As an example, Myers and Ferdman point to the grants given out by the Bruin Bridge Builders Fund, a new effort to empower undergraduate students to develop projects on their own that promote the ideals of dialogue. Previous student-led projects included a training about dialogue skills for residential assistants; a dinner dialogue among students, administrators and faculty about building trust on campus; a documentary film screening and dialogue about Israel and Palestine; and dinner dialogues with students of different political backgrounds. This year’s program grants will include support for one student leading an event about empathy and AI and another attending TEDNext to explore how to develop better dialogue-related events.

As Ferdman can attest, this work is undeniably challenging. It can be heavy, emotional and complex, and optimism is not always within easy reach. But within the circle of trust she builds for those she educates, she finds a greater sense of purpose.

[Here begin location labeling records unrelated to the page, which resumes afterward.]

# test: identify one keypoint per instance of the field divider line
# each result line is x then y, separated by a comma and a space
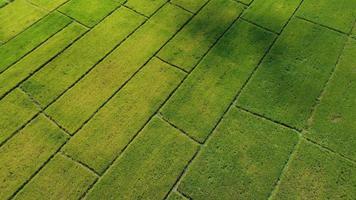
179, 179
170, 1
262, 27
172, 65
39, 169
238, 93
43, 108
317, 103
66, 49
137, 12
18, 87
159, 115
47, 14
35, 48
254, 72
157, 111
285, 168
325, 26
81, 163
73, 19
53, 155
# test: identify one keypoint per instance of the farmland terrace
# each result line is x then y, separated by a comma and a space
177, 99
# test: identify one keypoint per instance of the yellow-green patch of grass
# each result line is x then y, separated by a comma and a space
271, 14
25, 42
242, 160
110, 130
16, 109
24, 154
61, 178
195, 39
333, 123
198, 104
146, 7
314, 173
37, 58
150, 165
20, 11
54, 78
337, 14
81, 101
293, 74
89, 13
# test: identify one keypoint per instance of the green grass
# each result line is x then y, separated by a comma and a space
37, 58
118, 67
68, 67
176, 196
337, 14
146, 7
89, 13
192, 6
178, 99
16, 108
292, 76
315, 173
199, 103
25, 15
149, 167
243, 158
190, 44
333, 124
48, 4
29, 39
272, 14
26, 152
105, 136
55, 183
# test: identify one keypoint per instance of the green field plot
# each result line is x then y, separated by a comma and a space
16, 109
242, 159
192, 6
48, 4
178, 99
89, 13
271, 14
145, 7
30, 38
62, 178
69, 66
25, 15
190, 44
333, 123
293, 74
37, 58
314, 173
102, 139
201, 100
337, 14
24, 154
76, 106
159, 153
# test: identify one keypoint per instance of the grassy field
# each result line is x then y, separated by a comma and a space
178, 99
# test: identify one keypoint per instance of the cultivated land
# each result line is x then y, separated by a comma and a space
178, 99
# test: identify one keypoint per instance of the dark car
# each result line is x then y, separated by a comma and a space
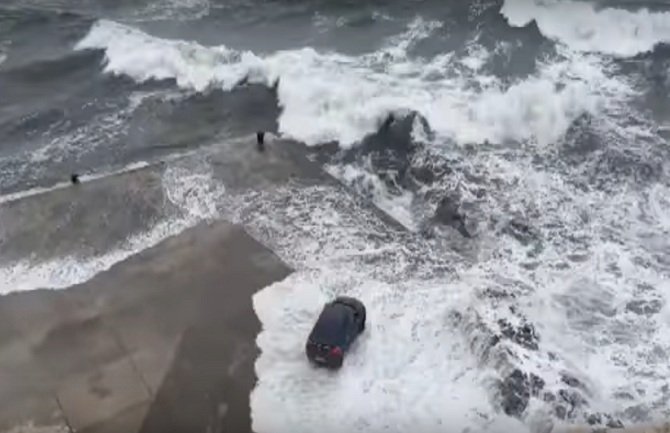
341, 321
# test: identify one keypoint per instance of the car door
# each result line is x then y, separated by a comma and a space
351, 329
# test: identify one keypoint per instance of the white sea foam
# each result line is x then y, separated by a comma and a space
410, 370
577, 282
330, 96
582, 26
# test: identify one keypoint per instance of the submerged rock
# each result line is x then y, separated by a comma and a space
520, 231
448, 213
516, 390
515, 393
523, 335
644, 307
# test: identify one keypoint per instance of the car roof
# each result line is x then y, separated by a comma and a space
332, 324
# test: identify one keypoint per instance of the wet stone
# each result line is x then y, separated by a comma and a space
516, 391
644, 307
571, 381
523, 335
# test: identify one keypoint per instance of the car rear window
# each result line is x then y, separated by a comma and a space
332, 325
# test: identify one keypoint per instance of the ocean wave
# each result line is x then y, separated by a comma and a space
334, 97
584, 27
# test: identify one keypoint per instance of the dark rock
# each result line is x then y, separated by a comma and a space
423, 174
515, 393
524, 335
599, 419
623, 395
448, 213
573, 399
571, 381
644, 307
520, 231
560, 412
614, 423
536, 384
594, 419
497, 294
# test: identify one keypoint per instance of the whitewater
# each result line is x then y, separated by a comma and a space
560, 294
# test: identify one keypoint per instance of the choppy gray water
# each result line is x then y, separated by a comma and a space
526, 138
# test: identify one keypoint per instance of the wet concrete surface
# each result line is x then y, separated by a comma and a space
162, 342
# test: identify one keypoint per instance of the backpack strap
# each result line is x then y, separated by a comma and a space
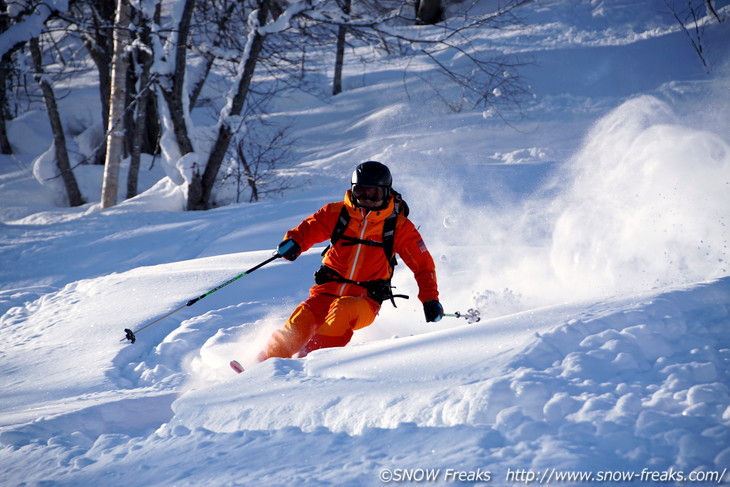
338, 233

“I don’t always feel hopeful, but there’s a peace activist in the Middle East who says that hope is not a belief, it’s an action,” Ferdman says. “And so what keeps me hopeful is the work itself — the commitment and re-commitment to asking: What does it mean to build a resilient community with one another? What does it mean to commit to each other as a community, even in the face of strong difference?

“And there’s a bigger, existential recognition that this is what we’re supposed to be doing at a public university — at any university — and in a pluralistic democracy,” she adds. “We are increasingly diverse and interconnected as a society, and we need to know how to be with one another in order to survive and to thrive.”

Drawing on a historian’s long view, Myers offers a powerful reason for holding out hope despite the pessimism and challenges of the current moment.

“We have the obligation to engage in those things that can make a difference, even though we understand that we will not complete the job ourselves,” Myers says. “There are many reasons to be gloomy about the fate of the university today, but when you look at what is going on on a daily basis — the research, the service, the extraordinary teaching — you say, ‘How can I not be optimistic that some good will come of this?’ And so we need to mobilize ourselves and build horizontal alliances — amongst ourselves, within the campus community, between the university community and the community beyond campus walls — to maximize our potential to effect change. That work gives me a measure of optimism that there will be a better day.”